2025 12 BOLOGNA sala

dalla Newsletter n°20 – Gennaio 2026
 – Anna Grattarola

Il 15 gennaio 2026 il Gruppo di lettura dedicato alla letteratura israeliana, promosso e organizzato da Sinistra per Israele di Bologna, ha commentato e discusso “Lo Stato degli ebrei” di Theodor Herzl nella nuova traduzione di Daniele Scalise edita da SetteOttobre, nuova casa editrice. Il libro era stato presentato al Museo ebraico di Bologna, come già riportato nella nostra Newsletter 19.

Invitato speciale al Gruppo, Luca Alessandrini con la generosità consueta ha illustrato temi storici e politici e ha risposto alle tante domande.

Considerato l’interesse per il libro si è fatta un’eccezione rispetto alla consuetudine del Gruppo di leggere e discutere opere letterarie

Segnalo con soddisfazione la partecipazione numerosa – una quarantina di persone che, tutte, avevano letto scrupolosamente con serietà il libro – e vivace, perché ha testimoniato la volontà di conoscere una situazione non facile, studiando i testi e non fermandosi a dichiarazioni ideologiche.


L’attenzione del Gruppo per i temi politici e sociali e per le prospettive future ha segnato la riunione: innanzitutto si è sottolineata la nuova traduzione del titolo, Lo Stato degli ebrei, che si stacca dalle precedenti e improprie, Lo Stato ebraico, poi è stato chiesto di approfondire il tema dell’emancipazione degli ebrei e dell’opzione storica dell’assimilazione, infine i rapporti con l’eventuale popolazione araba. Il testo di riferimento, citato a più riprese, è e resta “Il sionismo. Una storia politica e intellettuale (1860-1940)” di George Bensoussan.
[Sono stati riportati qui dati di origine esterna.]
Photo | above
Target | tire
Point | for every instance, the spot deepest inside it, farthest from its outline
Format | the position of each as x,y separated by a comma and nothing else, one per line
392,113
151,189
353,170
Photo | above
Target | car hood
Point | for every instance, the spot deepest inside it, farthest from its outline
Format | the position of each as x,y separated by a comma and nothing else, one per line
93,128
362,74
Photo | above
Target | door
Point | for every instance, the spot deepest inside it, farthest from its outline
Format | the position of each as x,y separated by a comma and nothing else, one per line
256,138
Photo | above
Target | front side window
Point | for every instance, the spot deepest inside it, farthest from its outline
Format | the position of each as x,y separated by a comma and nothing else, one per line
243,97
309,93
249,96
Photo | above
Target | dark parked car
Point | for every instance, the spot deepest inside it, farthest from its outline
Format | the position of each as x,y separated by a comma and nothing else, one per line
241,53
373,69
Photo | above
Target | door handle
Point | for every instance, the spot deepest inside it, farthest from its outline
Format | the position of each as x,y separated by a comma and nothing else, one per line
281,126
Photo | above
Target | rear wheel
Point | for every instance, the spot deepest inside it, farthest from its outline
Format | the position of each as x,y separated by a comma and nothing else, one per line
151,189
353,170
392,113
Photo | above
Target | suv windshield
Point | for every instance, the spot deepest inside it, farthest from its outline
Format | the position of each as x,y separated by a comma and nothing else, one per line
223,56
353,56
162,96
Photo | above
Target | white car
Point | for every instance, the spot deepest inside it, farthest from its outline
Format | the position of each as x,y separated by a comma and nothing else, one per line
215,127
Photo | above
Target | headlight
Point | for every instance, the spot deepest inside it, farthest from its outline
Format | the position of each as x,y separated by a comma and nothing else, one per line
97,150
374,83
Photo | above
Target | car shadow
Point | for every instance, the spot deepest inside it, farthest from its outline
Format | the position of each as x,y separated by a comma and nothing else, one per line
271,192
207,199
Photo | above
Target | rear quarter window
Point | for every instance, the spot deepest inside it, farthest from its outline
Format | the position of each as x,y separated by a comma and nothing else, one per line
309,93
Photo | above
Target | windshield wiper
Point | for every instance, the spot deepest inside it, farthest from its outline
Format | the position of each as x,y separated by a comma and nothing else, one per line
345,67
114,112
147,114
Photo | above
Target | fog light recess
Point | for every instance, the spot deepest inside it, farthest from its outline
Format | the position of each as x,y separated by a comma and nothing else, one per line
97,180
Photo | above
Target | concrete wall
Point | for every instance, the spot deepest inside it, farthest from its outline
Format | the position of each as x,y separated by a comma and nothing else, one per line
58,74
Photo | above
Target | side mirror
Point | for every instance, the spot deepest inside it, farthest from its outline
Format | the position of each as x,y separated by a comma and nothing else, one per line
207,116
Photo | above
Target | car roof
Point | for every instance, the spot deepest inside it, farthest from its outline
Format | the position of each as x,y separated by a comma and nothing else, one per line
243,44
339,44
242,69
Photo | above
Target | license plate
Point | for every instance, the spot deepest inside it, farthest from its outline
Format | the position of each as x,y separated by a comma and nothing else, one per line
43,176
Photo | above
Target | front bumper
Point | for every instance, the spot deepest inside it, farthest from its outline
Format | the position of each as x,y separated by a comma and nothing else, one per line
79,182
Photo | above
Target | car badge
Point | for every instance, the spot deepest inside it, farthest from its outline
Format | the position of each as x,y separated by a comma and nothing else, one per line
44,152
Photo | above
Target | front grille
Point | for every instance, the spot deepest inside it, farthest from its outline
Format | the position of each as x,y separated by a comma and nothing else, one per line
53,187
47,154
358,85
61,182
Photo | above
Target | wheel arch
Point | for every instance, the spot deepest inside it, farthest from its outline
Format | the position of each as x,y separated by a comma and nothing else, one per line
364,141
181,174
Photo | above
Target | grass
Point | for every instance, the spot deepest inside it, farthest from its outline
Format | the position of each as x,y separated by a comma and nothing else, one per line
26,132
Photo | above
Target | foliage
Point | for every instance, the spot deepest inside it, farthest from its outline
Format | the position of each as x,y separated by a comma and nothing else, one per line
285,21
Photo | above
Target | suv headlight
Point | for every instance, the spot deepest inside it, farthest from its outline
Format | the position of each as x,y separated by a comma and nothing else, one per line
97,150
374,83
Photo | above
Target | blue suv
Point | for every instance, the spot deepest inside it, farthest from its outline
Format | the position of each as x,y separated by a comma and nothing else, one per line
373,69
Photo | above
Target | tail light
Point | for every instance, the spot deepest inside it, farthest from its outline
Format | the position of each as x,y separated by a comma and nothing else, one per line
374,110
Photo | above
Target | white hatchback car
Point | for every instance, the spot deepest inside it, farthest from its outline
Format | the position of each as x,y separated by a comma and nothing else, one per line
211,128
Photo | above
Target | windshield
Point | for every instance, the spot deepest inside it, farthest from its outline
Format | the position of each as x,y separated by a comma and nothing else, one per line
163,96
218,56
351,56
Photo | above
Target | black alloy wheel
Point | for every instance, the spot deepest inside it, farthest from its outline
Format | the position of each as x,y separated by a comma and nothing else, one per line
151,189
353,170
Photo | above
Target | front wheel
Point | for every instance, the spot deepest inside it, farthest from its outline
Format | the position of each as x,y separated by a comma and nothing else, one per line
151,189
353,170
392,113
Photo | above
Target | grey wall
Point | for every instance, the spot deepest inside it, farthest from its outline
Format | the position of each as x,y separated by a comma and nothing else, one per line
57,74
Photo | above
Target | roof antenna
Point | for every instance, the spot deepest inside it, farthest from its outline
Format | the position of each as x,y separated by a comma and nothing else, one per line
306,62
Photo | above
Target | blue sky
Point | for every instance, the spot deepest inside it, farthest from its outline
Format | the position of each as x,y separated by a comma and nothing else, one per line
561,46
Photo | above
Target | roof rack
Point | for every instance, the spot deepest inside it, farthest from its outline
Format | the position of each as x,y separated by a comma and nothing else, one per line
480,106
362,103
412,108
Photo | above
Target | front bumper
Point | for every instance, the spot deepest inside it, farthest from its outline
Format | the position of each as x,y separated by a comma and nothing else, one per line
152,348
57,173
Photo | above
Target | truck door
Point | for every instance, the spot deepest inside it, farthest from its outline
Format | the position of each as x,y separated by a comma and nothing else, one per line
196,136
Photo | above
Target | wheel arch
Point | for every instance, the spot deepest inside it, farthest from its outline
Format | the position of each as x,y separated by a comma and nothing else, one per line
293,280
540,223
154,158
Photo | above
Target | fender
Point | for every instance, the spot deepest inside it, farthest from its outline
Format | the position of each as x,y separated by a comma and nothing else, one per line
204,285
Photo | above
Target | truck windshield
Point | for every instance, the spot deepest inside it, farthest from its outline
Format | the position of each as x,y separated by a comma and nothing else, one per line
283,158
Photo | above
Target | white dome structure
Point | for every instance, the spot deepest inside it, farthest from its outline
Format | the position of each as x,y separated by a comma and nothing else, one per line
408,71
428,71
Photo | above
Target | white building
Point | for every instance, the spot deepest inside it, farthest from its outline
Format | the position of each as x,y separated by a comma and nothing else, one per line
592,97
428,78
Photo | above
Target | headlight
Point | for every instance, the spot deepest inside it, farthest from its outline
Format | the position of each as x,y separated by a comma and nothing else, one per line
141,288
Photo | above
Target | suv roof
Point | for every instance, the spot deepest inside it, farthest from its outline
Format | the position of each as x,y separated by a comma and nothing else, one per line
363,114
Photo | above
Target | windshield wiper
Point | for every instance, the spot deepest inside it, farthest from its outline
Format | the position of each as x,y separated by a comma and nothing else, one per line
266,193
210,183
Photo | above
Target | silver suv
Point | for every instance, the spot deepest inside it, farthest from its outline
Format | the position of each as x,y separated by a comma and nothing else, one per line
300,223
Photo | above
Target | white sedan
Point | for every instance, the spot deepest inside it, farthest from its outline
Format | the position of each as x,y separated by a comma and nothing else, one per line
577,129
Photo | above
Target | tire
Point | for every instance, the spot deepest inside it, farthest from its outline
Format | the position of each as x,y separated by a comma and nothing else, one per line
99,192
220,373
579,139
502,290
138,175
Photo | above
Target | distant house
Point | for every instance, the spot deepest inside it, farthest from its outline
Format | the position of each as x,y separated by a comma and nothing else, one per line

Ha colpito del libro di Herzl il linguaggio accessibile, sobrio, il tono non declamatorio, semplice e ragionato, più simile al prodotto di un project manager di un’azienda moderna che a un manifesto di propaganda.

Proporre “Lo Stato degli ebrei” sembrava all’inizio una scelta azzardata, motivata anche dal fatto che dal 7 Ottobre gli editori italiani non pubblicano traduzioni di libri israeliani, quindi i titoli scarseggiano; ma si è rivelata una buona scelta che ha intercettato l’interesse per la politica nelle sue ragioni ideali.

.

I prossimi incontri saranno dedicati a due libri importanti:

  • Lettere a Camondo di Edmund De Waal, esplorando anche il tema del mecenatismo ebraismo e del collezionismo
  • Idromania di Assaf Gavron, romanzo distopico su un futuro imprevedibile, un capolavoro, da non perdere.